Serafino gli fece un cenno di saluto, poi lo guardò andare verso l'uomo, salutarlo e allontanarsi con lui. L'uomo gli aveva messo un braccio sulle spalle, in un gesto che pareva più di possesso che amichevole, pensò. Quando scomparvero alla vista, Serafino si alzò, tornò alla sua moto e andò a casa.

Dopo la consueta doccia serale, andò a guardare la TV. Fece un po' di zapping ma non c'era niente che gli sembrasse interessante. Ripensò a Omar, il mulatto, e si disse che gli sarebbe piaciuto provarci con lui. Se solo fosse stato un po' più in carne, sarebbe stato anche più bello. Leandro aveva detto che un po' magro era perfetto per la parte di schiavo...

Era la prima volta che facevano fotografie in costume. Era stato divertente, pensò con un sorriso. Ripensò a Emiliano che voleva mettersi con lui... Gli piaceva molto fotterlo, era vero, e era un caro amico però... davvero non se la sentiva di legarsi a lui. Ne a lui né a nessuno. Ci teneva troppo alla propria libertà.

Prima o poi avrebbe dovuto trovarsi un mestiere, un lavoro. Poteva andare avanti ancora qualche anno, ma mica poi molti... Ma c'era tempo per pensarci... non avrebbe saputo che fare, d'altronde. Se almeno avesse potuto finire gli studi, prendersi il diploma dell'alberghiero...

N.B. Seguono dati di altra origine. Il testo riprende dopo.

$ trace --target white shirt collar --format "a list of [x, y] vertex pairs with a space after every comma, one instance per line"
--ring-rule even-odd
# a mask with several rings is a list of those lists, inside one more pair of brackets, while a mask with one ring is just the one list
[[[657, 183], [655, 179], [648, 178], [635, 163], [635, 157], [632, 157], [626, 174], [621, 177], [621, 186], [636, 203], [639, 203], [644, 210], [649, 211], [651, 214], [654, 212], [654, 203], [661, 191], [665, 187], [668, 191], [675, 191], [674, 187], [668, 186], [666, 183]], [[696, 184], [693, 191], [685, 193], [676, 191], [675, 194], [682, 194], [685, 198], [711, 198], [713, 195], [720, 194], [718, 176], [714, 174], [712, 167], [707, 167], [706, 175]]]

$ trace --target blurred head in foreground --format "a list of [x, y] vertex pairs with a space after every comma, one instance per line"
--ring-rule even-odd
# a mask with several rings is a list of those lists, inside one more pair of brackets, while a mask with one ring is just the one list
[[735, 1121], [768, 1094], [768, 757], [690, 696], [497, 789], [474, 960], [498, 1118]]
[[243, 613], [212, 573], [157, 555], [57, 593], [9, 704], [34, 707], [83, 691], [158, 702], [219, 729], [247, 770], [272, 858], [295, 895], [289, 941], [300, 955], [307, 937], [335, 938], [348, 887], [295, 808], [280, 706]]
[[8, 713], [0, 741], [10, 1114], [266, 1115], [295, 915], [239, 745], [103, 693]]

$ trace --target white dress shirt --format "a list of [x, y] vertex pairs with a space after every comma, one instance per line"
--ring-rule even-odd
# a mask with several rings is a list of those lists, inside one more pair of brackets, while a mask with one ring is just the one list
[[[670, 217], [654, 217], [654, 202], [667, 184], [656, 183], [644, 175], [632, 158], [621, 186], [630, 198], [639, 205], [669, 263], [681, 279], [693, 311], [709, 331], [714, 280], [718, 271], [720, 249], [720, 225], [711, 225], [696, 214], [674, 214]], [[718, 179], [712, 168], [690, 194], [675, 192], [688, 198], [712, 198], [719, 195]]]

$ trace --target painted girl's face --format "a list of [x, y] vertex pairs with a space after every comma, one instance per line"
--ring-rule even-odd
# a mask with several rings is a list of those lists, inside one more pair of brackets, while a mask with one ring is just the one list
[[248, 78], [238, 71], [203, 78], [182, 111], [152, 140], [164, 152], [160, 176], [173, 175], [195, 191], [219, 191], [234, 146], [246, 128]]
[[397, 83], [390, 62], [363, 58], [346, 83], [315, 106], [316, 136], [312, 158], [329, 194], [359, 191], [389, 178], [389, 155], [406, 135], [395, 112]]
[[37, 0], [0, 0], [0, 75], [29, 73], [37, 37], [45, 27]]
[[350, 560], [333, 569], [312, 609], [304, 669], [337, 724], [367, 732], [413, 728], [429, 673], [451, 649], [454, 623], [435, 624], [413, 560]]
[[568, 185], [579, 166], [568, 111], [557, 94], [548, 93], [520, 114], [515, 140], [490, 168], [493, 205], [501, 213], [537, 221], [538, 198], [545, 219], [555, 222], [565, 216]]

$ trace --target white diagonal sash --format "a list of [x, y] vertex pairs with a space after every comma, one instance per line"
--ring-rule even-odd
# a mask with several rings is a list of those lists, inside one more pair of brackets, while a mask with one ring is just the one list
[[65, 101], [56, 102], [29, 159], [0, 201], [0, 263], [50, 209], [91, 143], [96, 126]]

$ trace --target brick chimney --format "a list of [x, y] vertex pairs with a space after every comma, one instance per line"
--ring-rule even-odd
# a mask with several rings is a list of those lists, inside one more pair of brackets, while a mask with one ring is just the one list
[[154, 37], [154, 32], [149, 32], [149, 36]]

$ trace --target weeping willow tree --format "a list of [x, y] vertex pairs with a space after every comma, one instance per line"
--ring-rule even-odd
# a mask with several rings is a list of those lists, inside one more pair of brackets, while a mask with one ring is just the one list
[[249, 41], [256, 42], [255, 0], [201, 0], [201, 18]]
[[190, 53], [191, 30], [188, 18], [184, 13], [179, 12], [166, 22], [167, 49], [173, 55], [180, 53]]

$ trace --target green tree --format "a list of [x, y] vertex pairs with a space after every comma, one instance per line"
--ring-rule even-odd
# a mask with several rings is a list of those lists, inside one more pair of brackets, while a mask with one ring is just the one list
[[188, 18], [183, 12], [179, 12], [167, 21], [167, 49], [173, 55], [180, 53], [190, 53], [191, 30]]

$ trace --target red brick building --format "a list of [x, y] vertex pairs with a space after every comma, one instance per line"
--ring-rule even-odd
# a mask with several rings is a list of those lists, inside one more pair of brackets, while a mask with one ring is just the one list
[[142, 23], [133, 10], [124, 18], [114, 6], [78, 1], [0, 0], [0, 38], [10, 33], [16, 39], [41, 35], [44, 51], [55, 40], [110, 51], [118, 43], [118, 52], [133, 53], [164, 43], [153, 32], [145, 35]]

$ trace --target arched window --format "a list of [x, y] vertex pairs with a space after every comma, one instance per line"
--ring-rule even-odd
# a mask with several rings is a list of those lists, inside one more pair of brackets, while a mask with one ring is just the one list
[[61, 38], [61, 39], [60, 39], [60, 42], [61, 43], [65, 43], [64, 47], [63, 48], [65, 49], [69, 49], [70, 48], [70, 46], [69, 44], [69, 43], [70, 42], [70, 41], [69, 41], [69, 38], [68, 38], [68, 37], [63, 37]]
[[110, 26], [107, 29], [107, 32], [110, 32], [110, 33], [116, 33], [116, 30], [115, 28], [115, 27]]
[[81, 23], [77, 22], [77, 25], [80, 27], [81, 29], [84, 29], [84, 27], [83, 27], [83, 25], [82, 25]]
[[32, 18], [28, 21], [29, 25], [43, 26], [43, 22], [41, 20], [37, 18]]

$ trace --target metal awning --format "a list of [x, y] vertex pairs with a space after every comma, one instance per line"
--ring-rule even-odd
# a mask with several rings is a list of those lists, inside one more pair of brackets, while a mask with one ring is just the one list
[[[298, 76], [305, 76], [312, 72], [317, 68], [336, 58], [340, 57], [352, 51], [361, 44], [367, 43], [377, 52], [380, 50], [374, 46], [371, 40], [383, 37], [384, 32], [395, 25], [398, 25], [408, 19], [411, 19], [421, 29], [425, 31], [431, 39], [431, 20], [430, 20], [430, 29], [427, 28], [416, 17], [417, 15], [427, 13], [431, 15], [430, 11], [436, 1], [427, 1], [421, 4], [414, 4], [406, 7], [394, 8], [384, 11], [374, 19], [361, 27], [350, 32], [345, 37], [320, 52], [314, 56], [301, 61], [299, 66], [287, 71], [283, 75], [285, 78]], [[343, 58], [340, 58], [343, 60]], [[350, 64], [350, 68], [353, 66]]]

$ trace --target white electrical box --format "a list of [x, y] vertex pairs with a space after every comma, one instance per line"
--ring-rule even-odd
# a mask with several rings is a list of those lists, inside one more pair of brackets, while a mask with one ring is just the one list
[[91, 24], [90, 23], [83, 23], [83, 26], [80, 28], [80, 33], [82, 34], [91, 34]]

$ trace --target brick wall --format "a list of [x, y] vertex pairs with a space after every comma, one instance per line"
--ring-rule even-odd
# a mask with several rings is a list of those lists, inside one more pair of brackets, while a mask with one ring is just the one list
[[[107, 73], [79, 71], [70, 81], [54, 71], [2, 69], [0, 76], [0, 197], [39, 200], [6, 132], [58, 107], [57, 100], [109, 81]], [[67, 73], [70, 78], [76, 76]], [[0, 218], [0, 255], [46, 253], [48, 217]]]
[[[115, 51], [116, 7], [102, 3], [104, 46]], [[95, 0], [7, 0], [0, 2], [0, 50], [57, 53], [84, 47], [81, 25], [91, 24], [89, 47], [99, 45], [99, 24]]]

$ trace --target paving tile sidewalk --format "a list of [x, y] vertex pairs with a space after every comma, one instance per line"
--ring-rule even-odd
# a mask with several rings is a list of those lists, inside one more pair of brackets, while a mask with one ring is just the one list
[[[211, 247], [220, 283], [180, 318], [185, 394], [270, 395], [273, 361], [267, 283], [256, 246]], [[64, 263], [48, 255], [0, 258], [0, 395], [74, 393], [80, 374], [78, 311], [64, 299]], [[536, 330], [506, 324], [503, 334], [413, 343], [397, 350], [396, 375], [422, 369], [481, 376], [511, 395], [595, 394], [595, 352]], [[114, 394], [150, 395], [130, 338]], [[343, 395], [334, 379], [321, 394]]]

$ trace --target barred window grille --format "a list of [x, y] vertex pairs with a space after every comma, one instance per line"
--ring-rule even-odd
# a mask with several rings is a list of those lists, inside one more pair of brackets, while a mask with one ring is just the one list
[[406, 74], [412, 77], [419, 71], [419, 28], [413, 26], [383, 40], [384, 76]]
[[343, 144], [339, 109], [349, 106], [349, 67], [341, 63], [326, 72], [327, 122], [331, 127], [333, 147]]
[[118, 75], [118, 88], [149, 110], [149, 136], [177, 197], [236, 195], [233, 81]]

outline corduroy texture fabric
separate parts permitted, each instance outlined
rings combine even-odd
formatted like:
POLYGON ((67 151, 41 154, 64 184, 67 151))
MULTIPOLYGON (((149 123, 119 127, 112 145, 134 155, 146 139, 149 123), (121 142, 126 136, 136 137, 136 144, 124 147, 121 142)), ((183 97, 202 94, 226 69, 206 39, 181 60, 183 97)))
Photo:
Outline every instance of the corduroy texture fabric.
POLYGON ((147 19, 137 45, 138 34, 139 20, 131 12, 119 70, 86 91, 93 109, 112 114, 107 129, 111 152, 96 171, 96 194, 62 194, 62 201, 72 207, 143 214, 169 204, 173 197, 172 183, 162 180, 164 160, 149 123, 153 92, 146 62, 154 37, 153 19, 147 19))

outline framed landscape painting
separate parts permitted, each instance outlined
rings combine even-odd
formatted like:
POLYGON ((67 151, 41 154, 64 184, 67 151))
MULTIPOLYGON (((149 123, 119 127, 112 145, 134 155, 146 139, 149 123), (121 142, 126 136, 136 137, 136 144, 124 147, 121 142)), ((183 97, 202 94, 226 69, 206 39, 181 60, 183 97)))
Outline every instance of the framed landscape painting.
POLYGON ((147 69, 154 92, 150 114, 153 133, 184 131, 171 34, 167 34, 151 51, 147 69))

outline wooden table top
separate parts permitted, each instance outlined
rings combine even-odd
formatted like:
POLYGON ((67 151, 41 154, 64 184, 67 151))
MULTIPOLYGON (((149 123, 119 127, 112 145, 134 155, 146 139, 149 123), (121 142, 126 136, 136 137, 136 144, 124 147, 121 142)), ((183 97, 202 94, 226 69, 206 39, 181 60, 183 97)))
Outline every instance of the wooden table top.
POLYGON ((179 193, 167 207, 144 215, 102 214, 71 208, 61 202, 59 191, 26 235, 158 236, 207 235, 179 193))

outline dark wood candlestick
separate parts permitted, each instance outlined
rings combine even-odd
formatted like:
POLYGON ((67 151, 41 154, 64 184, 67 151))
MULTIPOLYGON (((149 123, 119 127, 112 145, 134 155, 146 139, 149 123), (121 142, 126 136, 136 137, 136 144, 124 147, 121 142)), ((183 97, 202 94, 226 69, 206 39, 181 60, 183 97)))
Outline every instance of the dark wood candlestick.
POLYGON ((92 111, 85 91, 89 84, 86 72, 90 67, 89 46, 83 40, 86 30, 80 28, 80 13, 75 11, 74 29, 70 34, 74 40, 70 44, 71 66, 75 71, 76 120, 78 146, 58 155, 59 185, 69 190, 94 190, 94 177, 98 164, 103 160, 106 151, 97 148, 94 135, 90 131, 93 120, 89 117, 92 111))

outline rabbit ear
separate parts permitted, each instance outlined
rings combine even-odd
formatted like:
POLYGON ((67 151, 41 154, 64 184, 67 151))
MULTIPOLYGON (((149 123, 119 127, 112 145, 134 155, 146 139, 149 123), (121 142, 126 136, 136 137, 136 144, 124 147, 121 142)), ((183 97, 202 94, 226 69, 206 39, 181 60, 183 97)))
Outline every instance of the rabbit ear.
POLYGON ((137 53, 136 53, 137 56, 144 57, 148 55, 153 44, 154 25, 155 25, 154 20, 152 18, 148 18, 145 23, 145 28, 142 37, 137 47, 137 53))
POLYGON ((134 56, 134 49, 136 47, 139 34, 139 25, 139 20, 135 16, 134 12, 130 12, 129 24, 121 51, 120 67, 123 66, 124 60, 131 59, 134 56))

Tutta la sua bellezza, per quanto prendesse cura del proprio corpo, prima o poi sarebbe sfiorita. Non era certo un problema immediato, dopo tutto aveva solo ventuno anni... ma sapeva che il tempo passa anche troppo in fretta. Anche Leandro a volte lo diceva ai suoi ragazzi. Avrebbe dovuto parlarne con lui, una volta o l'altra. A chi altri, sennò? Una volta o l'altra... prima o poi...

Spense la TV e andò a buttarsi sul letto. Sì, gli sarebbe piaciuto scopare almeno una volta con Omar, il bel mulatto. Se magari gli capitava di posare ancora assieme, doveva provarci. Aveva una bella stanga, fra le gambe, più scura del resto della pelle, liscia, vellutata... Aveva anche una bella faccia... sì doveva solo prendere qualche chilo in più. E aveva anche un sorriso gradevole, un po' timido, un po' da monello, un po' dolce, un po'...

Si addormentò con l'immagine di Omar nella mente.